You guys know we lost our furry child Dakota back last November. I did exactly what I did when we lost our furry child Major (my soul mate in fur). I said no more dogs, the pain is to great when they have to leave. I can't do it again. I then cry a lot for several months. I miss them horribly. You see I am with our furry friends pretty much 24/7. My honeyman is a hard working man who has a good job that he enjoys (most of the time) but it requires many hours from him and some travel. I am a busy person. I do many things. I am a home body umm bordering on hermit LOL. I am not an overly social person. I enjoy my own company and I have no problem staying busy. Our doggy becomes a huge part of my life. I do love animals very much. Our dogs become constant companions to me. As well as a sense of protection.
Ok so lets go back many years ago. Many, many years ago when I was single and lived by myself. I came home to find a person (man) in my apartment. My senses were telling me something wasn't right. I pushed the door open and saw the figure of a man in my apartment. I ran!!! I went to get help. By the time we got back my apartment was closed up and locked up, dead bolt and all. Oh ya lets think now who in a apartment complex would have a key to your apartment?

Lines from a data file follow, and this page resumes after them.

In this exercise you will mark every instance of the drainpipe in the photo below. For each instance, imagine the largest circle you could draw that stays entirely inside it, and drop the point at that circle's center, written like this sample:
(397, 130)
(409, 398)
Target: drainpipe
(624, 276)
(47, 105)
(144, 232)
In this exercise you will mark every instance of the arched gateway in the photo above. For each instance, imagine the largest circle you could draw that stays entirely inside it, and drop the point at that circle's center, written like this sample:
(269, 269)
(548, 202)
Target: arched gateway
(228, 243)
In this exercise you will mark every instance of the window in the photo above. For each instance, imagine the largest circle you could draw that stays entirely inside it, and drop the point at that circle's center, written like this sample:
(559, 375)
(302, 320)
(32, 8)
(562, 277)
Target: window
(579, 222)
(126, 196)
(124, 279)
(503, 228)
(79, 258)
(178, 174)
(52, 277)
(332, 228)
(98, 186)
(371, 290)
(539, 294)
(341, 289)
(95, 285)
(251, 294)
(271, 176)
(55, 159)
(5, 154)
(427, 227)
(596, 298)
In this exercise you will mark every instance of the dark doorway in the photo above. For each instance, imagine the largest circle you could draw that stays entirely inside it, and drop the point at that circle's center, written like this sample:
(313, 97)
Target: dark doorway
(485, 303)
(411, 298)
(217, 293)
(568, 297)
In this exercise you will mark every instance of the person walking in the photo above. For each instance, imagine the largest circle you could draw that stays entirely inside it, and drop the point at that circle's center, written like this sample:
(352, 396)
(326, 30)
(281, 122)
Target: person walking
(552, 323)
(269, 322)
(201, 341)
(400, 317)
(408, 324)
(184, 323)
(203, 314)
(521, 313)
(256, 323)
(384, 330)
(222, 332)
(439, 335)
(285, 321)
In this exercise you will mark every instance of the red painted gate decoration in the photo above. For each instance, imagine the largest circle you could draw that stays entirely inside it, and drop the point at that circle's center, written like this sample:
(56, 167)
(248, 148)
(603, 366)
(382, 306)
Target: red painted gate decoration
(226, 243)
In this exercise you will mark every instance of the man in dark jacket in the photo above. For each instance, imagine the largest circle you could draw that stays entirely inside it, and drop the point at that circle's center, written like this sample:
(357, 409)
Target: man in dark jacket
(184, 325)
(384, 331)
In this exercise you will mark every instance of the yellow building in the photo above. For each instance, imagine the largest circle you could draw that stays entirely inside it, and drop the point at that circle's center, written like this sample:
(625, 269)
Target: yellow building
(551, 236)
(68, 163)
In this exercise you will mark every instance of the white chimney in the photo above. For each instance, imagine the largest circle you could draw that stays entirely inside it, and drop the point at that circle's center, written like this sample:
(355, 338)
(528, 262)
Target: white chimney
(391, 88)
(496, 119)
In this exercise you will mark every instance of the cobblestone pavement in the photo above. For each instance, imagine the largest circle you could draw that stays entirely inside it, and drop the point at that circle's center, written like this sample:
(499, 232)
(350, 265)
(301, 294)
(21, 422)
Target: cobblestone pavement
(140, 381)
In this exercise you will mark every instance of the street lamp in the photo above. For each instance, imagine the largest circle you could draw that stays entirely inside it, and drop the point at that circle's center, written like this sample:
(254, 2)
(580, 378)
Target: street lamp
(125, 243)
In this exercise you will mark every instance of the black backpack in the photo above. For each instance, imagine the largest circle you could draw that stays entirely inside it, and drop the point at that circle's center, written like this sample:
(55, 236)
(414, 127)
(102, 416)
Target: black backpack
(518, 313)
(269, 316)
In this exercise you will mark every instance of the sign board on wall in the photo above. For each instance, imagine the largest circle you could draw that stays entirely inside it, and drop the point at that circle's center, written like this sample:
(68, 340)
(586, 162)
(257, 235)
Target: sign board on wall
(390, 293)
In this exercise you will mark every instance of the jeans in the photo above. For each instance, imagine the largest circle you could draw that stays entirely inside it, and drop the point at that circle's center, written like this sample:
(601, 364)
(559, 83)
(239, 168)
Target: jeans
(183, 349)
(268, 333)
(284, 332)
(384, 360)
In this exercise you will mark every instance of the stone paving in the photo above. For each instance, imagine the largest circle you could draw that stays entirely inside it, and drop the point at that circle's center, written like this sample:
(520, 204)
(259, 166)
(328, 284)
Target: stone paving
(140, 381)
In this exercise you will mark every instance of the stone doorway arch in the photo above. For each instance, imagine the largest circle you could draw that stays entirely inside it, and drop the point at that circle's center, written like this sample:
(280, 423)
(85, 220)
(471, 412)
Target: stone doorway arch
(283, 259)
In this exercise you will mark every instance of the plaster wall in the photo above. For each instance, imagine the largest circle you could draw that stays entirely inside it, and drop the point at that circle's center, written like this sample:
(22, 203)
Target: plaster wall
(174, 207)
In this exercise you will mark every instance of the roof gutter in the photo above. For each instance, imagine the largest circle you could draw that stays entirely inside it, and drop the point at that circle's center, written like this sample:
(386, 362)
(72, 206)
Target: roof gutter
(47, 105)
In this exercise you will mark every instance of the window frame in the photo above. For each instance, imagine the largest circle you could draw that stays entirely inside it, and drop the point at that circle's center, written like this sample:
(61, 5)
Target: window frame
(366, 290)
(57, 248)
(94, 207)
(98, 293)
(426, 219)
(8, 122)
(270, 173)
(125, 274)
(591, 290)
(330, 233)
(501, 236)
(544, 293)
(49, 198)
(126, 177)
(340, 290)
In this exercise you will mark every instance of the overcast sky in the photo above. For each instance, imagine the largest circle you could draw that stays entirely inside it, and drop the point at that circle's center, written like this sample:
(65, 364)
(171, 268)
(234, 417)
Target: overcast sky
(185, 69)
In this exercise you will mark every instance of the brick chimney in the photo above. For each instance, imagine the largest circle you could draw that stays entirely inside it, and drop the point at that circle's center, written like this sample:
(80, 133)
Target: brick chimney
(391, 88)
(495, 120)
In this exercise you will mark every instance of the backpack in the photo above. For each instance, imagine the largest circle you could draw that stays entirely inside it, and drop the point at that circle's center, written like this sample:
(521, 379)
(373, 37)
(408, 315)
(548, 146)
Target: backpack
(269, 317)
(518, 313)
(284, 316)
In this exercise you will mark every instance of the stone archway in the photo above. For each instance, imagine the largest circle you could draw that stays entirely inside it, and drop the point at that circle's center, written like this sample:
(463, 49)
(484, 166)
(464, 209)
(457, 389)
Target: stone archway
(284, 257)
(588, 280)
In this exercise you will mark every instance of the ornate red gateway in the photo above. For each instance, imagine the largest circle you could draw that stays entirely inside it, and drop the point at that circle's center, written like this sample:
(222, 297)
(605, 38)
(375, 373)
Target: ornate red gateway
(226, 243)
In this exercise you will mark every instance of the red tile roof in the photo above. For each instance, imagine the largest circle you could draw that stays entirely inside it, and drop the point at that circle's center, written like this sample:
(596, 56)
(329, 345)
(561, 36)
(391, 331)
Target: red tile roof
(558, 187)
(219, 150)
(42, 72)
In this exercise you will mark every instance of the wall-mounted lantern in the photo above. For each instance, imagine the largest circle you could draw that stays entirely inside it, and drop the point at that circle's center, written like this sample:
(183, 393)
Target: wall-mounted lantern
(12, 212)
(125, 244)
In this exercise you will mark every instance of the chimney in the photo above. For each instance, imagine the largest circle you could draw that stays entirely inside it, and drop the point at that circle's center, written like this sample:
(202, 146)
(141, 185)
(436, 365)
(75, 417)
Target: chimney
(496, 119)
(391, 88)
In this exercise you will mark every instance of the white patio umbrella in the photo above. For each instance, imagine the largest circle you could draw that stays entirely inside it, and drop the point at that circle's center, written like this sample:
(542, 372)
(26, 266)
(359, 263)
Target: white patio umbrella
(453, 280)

I moved out the next day! My point here is I know all to well don't get to thinking it won't happen to you. I am not trying to be scary or anything but the world isn't always a kind place.
Okay back to present time. I swore after loosing Kota (our furry boxer boy), that was it, I couldn't take loosing another furry friend. As I say they are with me non stop. They follow me like a shadow. I don't even like boarding them when we go somewhere as I have not be overly pleased with my experience of what boarding places feel is adequate care. That is a whole other post.........
So lately I have been "just looking" at petfinder.com at rescue group dogs. The last two doggies we have had were rescue doggies and I am big on this if its possible. I realize its not always possible for everyone. I will also say to some degree some of this is due to the rescue groups, I think most mean well, but I have contacted two that were down right rude. I was actually quite taken back by one of them quite a bit actually..... Anyway we were thinking we might be ready to adopt again. We were thinking smallish in size this time, easy to travel with etc....or so we were thinking....... I even contacted a Boston Terrier rescue group about a dog. He was adopted already so we of course didn't get him. I was disappointed as he was so darn cute. But I knew the right doggy would find us/we would find him.
Well after today small is not what we are thinking. I had a scary thing happen to me that just showed me just how much I want a bigger dog again. Its a bit of a long story so I am not going to type it, all is fine no worries. Turns out I was not in any danger, though at the time I didn't know that... I just know now that I want a bigger dog again that can be of some protection should I need it. Yes I live in Texas and you betcha we own guns and know how to use them, but if your not near where your gun is, say your outside then what? Not like we all go around with a holster strapped on.... You know we get complacent where we live, we start to get sloppy with locking doors and thinking no one will come on our property or we live in the country so its safer right...anyway..........
So we are now looking at BIG doggies in rescue. I am talking mighty big. I filled out the adoption form. Sent it in. I have no idea if this will pan out or not. But its a start. I have always loved huge dogs. Kota was not huge :O) he was a medium sized 56 lb fella :O)... Before him Major was a pretty good sized fella of 100 lb Boxer/Mastiff that could actually say Mama :O) and he was all about his Mama, don't mess with her!. I had a Great Dane a million years ago but sadly he only lived to be a little over a year old, but was huge never the less. Point being I do love a big old dog. So today I looked at St Bernard and St Bernard Great Pyrenees mix. You see a lot of Great Pyrenees here in Texas. I will be keeping what ever dog I get inside with me as my companion. That is what his job will be, stay with me, help me, follow me all over the farm. This dog won't be a running partner but he can certainly enjoy a walk with me or he can lay at the gate while I run back and forth up and down our road :O). I found a rescue group not to far from us. About an hour and half. We always get male dogs. Why, I don't know we just do. So anyway I found one fella in particular I am very interested in. Again will this work out, I have no idea. You never know, has he been adopted already and they haven't updated the site, does he have a adoption pending and it doesn't say that. Will they approve us to adopt, hey I know it sounds crazy but they get pretty picky and I can understand to some degree why. These dogs have been through a lot usually and that is how they wound up in rescue to start with. They are hoping to place these dogs in forever homes.
Either way the hunt is on. We are now officially looking for our next big furry child. :O)... Believe me my heart is screaming DON'T do this to me again and at the same time its reeving up all the love its got to give to a new furry friend!